An ‘upside down’ modernist house trapped in the 1970s – think turquoise, orange, purple and black – preserved by the National Trust
The perfect symmetry of this late-1960s Isle of Wight house tells you its story before you’ve stepped over the threshold. Built for two ladies as their coastal retirement home, it had mirror-image living space, and remarkably preserved 1970s interiors: when it was left to the National Trust in 1995, the charity decided to preserve it.
Built into the cliff at Ventnor on the Isle of Wight, the house has garage and storage space on the ground floor, with the living area on the first floor, all the better to take in the sea views. A spiral staircase in the centre pops up into a shared hallway area: the ladies’ living accommodation was left and right off the hallway.

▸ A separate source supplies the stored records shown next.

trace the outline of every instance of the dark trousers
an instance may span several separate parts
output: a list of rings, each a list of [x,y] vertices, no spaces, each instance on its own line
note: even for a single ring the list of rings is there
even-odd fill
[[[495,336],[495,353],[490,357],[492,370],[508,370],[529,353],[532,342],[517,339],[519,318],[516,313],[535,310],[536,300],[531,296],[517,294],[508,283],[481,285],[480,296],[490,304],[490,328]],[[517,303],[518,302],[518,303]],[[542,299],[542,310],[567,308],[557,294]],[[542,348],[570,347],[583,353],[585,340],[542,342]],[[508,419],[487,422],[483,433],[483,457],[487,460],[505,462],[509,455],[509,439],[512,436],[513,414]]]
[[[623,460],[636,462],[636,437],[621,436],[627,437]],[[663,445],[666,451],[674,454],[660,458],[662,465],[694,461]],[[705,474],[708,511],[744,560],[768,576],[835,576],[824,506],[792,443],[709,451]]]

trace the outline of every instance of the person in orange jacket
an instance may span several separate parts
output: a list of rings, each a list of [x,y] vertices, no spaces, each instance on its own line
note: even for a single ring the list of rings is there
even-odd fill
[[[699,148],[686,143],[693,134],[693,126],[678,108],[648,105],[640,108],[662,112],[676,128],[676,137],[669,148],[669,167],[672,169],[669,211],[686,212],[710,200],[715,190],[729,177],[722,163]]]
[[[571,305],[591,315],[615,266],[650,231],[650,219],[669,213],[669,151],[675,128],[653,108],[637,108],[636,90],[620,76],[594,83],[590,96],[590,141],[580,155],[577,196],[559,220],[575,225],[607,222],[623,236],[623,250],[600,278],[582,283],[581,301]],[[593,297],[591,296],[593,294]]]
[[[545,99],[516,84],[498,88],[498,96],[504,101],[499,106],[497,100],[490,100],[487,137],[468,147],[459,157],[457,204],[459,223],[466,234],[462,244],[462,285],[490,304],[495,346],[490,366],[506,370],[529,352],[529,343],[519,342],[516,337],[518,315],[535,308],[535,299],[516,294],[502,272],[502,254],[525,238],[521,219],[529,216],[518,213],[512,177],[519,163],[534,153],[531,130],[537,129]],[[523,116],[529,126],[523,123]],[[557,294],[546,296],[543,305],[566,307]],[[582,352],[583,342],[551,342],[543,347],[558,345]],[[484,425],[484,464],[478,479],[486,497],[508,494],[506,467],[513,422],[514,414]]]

The ‘chert’ that gives the house its name is a type of local flint: the pair embedded these flints and other stones into concrete to make some very groovy wall tiles for the entrance hall and outdoor areas.
Inside, the decor is a mix of sober monochrome – like the speckled lino floor – and riotous colour, from the turquoise interior of the fold-down breakfast bar to the orange bathroom. The NT has stuck with the period vibe, and there’s even a 1970s record player so you can bring your own Richard Clayderman.
Nearby: Nothing’s very far away on the Isle of Wight, but Ventor itself is a handsome Victorian seaside town, with botanic garden, harbour and lighthouse. Coastal walks from the door.